Ahora sí que me la han clavado. La chica guapa –al menos eso veía yo– de la recepción me dijo que por qué no me sentaba un rato hasta que mis pupilas recuperaran su estado normal. Yo no quería pasar más tiempo allí. Quería salir a la calle donde la temperatura no era la de una cámara frigorífica.

—No, si veo bien, yo me arreglo.

Y no era mentira, más o menos veía. Hasta que salí a la calle —dos de la tarde, sol en lo alto— y mis pupilas no supieron adaptarse al cambio de luz. Comencé a caminar más ciego que Ray Charles. Llegué a un semáforo y me paré porque el resto de peatones estaban parados. Me moví cuando el resto de peatones lo hicieron.


No sé por qué razón, lo que en ese momento me vino a la cabeza fue: "Genial, ¡aquí empieza mi brillante carrera musical!".

Y no lo sabía entonces, pero en algún lugar había una trompeta plateada esperándome.

8 de agosto de 2009

Horror vacui

Tenía 15 años la primera vez que oí esas palabras. Estábamos en clase de Literatura, haciendo algún esquema sobre algún movimiento literario. El Romanticismo, creo. Actualmente ya he olvidado todo aquello. Sin embargo recuerdo que Larra, cuando se voló la cabeza, puso el cañón en su sien derecha. En su sien derecha, y no en ningún otro sitio. Esos datos sin importancia son los que mejor recuerdo.

Terminé el esquema, en un folio en horizontal. Pero no me llegaba hasta abajo del todo. Quedaba al final un espacio vacío, en blanco. Así que le metí otro bloque al esquema para rellenar esas tres o cuatro líneas. Luego fui a enseñárselo a mi profesor; por aquel entonces el asunto funcionaba así. Él me dijo que “bien, bien...”, pero que qué era aquello que le había metido al final, “esto no entra en el examen” —lo que no entra en el examen conviene ignorarlo; el asunto sigue así hasta la universidad—. Le expliqué que era porque no quería que me quedara ese hueco en blanco. Y entonces él, con actitud didáctica de profesor dijo: “horror vacui”.

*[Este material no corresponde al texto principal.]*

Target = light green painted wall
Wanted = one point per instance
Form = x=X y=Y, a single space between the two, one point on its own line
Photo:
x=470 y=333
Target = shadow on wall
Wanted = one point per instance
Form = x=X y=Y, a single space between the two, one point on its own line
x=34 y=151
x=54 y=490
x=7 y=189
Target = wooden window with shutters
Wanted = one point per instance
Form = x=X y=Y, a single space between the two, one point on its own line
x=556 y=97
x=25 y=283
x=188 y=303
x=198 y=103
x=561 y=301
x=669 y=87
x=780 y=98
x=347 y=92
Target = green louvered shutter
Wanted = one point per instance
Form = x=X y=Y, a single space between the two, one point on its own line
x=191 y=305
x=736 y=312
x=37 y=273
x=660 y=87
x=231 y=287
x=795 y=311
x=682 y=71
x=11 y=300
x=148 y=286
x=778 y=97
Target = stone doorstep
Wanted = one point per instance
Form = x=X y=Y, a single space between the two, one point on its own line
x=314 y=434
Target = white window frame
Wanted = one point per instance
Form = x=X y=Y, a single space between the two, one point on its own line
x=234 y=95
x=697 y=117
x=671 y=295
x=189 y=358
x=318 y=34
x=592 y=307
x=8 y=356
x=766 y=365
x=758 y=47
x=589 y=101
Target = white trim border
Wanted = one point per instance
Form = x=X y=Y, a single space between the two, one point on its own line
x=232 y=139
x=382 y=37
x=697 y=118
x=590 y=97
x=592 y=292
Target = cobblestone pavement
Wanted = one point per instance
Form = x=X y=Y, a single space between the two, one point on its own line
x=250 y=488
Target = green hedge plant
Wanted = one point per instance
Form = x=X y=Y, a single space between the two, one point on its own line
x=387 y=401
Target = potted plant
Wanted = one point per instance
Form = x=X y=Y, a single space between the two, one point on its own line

Me gustaba mucho aquel profesor. Casi todos pensaban que era un gilipollas prepotente adicto a la coca. A mí me gustaba mucho; por ser un gilipollas prepotente, y por ser adicto a la coca. Concejal de Cultura era aquel hombre. Él también me apreciaba mucho a mí. “Trabaja en algo en lo que ganes mucho dinero”, me dijo el día que terminé el instituto.

Este cuento escolar que estoy soltando no es porque sí. Es porque no he publicado nada en el mes de julio y ahora no aparece. Me jode un montón. Todas esas pequeñas tonterías me obsesionan. En fin, el mundo sigue girando.

Ahora me estoy dedicando principalmente a hacer cosas. Probablemente en un futuro próximo vuelva y escriba sobre esas cosas. A día de hoy, lo único seguro es que las mierdas que los perros sueltan en la calle acaban entrando en las casas pegadas bajo nuestros zapatos.